Time Series Performance and Limits
When using Outlyer’s service to collect metrics it may be useful to be aware of certain performance trade-offs and constraints, as well as limits against which metrics will be validated.
Before reading on it is recommended that you read the key concepts in order to better understand the time series data model.
Performance Concepts
When storing and querying time series data there are certain trade-offs which must be made in order to maintain performance and availability. Some of the more important concepts are described below:
Label Count
The number of metric labels per metric or can negatively impact performance as the combination of name and value effectively creates a separate series which must be retrieved and aggregated on query when using a wide query.
While limits apply to the label count, it is recommended that the number of labels is kept to a reasonable minimum to maintain good query performance of large time ranges.
Label Name & Value Length
The length of label names and values impact on the performance of the index when storing a querying data. The longer the strings for either name or value, the poorer the performance of the time series index and the more storage is required to persist each data point.
As with label count limits apply, but it is still recommended to keep string lengths to a reasonable minimum where possible to maintain good storage and retrieval performance of your data.
Cardinality
Cardinality is the word used to describe the number of distinct values for a tag. Each value will effectively create a separate series. The higher the cardinality the worse the performance characteristics of storage and query of that series.
An example of a metric with high cardinality would have at least one label set by an unbounded data source, such as email address or user ID.
Churn
Churn describes the longevity of a set of metrics. If a set of metrics have a relatively short lifetime, particularly in the case of container metrics, they will have a high churn rate. At Outlyer we calculate this every hour. Churn is related into cardinality, such that a metric with a high cardinality will also churn often.
A high percentage churn is considered bad because series fragments will be stored separately and stitched together upon query, making query response times much slower.
You can monitor the hourly churn for your account by using the Outlyer Agent integration.
Validation & Limits
In order to maintain service availability, limits and validation are applied to each metric sample entering the system. Any metric sample marked as invalid will be discarded, however, the reason for validation failure will be recorded and may be tracked using the Outlyer Agent integration.
An invalid metric sample may have been marked as such by multiple rules, each of which will count as an individual failure, therefore there is a many to one relationship between validation failures at metric samples.
Label Names & Values
The following rules currently apply to metric samples sent to Outlyer:
- Each metric sample can contain up to 45 labels, each with a key of 40 characters and a value of 80 characters (exceptions to the value length can be made, to do so please contact customer support).

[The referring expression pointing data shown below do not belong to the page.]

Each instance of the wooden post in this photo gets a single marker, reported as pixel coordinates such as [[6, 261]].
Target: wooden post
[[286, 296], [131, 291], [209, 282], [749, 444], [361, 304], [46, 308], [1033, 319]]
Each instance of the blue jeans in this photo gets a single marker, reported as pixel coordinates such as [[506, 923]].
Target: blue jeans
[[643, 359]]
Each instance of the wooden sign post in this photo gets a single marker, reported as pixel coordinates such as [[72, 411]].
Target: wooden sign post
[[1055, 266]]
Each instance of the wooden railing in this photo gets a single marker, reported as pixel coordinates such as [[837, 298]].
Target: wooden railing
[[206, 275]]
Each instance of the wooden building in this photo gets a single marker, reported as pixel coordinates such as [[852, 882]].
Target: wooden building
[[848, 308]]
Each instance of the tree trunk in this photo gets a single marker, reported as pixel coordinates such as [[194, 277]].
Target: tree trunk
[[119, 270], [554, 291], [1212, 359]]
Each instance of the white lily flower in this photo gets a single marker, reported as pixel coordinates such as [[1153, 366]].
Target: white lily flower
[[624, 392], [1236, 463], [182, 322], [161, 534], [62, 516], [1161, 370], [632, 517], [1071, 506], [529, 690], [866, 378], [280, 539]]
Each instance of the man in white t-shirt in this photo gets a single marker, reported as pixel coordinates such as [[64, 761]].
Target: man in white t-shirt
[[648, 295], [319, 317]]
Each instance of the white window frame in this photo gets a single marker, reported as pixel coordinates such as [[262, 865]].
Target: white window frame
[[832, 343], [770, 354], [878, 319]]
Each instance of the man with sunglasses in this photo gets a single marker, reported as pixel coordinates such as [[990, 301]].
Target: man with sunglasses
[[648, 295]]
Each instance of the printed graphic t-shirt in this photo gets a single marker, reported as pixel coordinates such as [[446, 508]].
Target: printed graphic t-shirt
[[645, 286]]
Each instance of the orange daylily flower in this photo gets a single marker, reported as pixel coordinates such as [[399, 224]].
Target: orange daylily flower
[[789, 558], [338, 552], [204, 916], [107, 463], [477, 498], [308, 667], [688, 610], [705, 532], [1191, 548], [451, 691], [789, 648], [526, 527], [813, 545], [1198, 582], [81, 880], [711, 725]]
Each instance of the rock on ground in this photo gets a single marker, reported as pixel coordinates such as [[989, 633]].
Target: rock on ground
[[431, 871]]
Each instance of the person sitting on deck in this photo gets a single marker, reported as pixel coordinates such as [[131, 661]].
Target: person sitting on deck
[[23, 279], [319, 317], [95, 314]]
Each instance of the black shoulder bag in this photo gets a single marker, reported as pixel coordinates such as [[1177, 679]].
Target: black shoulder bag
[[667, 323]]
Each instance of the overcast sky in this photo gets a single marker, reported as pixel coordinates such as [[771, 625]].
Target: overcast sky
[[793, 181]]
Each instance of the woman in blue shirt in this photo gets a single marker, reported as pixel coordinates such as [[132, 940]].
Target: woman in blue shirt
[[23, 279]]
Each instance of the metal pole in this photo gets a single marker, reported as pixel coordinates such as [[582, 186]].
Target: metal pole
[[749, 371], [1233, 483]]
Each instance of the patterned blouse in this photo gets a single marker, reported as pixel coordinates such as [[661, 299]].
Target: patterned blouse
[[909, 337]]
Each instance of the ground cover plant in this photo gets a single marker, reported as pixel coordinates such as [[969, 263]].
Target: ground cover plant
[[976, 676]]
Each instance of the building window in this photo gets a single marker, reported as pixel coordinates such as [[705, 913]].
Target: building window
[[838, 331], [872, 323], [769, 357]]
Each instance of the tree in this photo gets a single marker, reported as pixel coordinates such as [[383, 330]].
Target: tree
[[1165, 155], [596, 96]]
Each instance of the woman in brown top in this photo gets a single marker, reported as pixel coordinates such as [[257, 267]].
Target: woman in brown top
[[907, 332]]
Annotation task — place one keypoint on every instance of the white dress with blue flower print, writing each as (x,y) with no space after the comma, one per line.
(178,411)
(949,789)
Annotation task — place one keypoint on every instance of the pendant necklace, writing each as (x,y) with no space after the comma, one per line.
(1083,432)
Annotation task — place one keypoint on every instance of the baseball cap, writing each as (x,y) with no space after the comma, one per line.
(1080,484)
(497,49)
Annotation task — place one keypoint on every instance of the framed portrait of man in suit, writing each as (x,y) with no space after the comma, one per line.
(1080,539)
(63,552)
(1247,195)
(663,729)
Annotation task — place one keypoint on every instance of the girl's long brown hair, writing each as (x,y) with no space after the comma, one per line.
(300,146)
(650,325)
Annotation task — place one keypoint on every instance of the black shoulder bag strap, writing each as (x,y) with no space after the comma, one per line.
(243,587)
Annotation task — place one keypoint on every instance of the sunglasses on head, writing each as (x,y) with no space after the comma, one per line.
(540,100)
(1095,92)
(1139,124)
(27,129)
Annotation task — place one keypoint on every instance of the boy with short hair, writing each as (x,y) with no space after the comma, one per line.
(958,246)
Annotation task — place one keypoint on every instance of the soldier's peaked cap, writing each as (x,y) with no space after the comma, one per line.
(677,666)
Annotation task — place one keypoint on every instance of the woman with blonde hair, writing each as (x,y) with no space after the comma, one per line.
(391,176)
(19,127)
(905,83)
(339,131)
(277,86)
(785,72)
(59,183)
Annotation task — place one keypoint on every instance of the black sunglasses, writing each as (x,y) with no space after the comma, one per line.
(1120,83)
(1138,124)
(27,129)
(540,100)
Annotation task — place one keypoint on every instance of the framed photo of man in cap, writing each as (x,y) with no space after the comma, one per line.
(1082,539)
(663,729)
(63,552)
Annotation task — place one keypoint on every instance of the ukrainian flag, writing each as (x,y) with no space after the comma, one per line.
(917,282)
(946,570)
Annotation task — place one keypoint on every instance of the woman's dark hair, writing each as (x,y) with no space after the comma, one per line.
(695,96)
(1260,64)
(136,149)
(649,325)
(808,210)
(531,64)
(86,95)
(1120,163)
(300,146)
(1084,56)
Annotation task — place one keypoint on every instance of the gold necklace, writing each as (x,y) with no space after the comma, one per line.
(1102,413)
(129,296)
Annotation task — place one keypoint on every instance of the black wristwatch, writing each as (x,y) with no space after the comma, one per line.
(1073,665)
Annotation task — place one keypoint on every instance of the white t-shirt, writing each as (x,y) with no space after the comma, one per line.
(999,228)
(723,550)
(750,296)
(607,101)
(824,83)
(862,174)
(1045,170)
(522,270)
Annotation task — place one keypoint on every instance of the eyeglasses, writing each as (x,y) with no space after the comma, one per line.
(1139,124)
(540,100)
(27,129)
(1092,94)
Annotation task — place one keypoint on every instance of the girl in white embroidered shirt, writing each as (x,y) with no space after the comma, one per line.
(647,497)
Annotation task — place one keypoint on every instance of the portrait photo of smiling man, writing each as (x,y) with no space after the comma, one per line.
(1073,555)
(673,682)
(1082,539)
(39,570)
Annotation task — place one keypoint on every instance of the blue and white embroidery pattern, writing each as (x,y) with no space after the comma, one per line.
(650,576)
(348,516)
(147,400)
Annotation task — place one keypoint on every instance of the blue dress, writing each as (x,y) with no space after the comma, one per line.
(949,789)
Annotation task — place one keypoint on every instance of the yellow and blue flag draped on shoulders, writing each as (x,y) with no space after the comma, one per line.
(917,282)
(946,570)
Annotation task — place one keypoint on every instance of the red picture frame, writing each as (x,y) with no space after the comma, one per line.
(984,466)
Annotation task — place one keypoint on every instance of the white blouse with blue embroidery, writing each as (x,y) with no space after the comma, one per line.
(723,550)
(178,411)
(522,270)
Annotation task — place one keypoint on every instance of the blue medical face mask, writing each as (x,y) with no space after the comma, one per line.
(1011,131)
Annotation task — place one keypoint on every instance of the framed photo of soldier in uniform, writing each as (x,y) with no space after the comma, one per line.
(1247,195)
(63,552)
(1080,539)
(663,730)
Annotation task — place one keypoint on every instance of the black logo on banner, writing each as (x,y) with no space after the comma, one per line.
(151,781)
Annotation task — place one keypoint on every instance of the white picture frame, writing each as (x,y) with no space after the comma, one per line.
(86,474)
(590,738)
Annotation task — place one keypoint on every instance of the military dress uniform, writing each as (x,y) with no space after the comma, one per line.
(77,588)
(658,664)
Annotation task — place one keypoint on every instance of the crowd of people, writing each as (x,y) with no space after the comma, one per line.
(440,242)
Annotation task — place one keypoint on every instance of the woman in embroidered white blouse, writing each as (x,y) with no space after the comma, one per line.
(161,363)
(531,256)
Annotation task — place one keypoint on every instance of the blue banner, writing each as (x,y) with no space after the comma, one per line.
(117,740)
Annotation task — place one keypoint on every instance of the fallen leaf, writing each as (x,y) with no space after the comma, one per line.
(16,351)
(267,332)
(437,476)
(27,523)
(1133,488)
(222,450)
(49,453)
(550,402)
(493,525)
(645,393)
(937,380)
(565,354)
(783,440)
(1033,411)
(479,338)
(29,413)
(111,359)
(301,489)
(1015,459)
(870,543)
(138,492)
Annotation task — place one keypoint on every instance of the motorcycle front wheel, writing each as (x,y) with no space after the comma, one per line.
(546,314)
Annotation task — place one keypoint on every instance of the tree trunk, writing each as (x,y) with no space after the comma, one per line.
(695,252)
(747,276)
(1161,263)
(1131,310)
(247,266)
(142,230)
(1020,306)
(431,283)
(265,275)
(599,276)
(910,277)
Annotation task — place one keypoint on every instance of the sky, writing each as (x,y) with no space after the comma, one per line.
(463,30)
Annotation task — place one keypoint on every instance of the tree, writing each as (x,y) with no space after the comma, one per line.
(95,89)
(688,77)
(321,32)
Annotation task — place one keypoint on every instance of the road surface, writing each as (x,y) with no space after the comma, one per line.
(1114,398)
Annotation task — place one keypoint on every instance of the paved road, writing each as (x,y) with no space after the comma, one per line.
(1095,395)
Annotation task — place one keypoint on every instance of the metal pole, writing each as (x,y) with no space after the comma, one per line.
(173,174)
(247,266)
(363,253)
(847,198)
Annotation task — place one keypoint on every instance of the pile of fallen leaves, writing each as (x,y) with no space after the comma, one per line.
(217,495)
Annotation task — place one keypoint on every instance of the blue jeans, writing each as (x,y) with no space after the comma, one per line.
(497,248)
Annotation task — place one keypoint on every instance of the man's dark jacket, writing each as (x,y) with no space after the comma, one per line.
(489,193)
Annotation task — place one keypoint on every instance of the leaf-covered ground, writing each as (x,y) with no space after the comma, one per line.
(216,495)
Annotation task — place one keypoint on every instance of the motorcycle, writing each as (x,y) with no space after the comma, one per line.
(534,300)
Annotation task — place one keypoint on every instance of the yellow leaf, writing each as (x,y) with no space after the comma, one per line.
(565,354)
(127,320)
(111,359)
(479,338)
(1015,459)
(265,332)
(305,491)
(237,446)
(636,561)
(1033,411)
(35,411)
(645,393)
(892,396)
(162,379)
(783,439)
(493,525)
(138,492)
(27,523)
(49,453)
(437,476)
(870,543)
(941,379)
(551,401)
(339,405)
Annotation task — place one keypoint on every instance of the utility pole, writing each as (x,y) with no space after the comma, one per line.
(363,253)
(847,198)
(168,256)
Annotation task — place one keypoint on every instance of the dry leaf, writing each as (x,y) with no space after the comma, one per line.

- The label’s key and value must both adhere to the following regular expression:
^[A-Za-z0-9][-._A-Za-z0-9^@/]*[A-Za-z0-9]$
. You can test keys and values against the expression here. - The label key cannot start with any of the following reserved prefixes:
ol.
,atlas.
Query
When querying, the following may occur due to performance limits of the system:
- The query takes too long and is terminated - this may be due to performance issues described above, the complexity of the query or the size of the time range.
- The query returns too many series - this may be due to querying a label on a metric with high cardinality. To work around this when querying, remove the label with high cardinality from the query, reduce the time window of the dashboard, or constrain the query further. Ideally to avoid this the cardinality and/or churn of the data being sent should be reduced.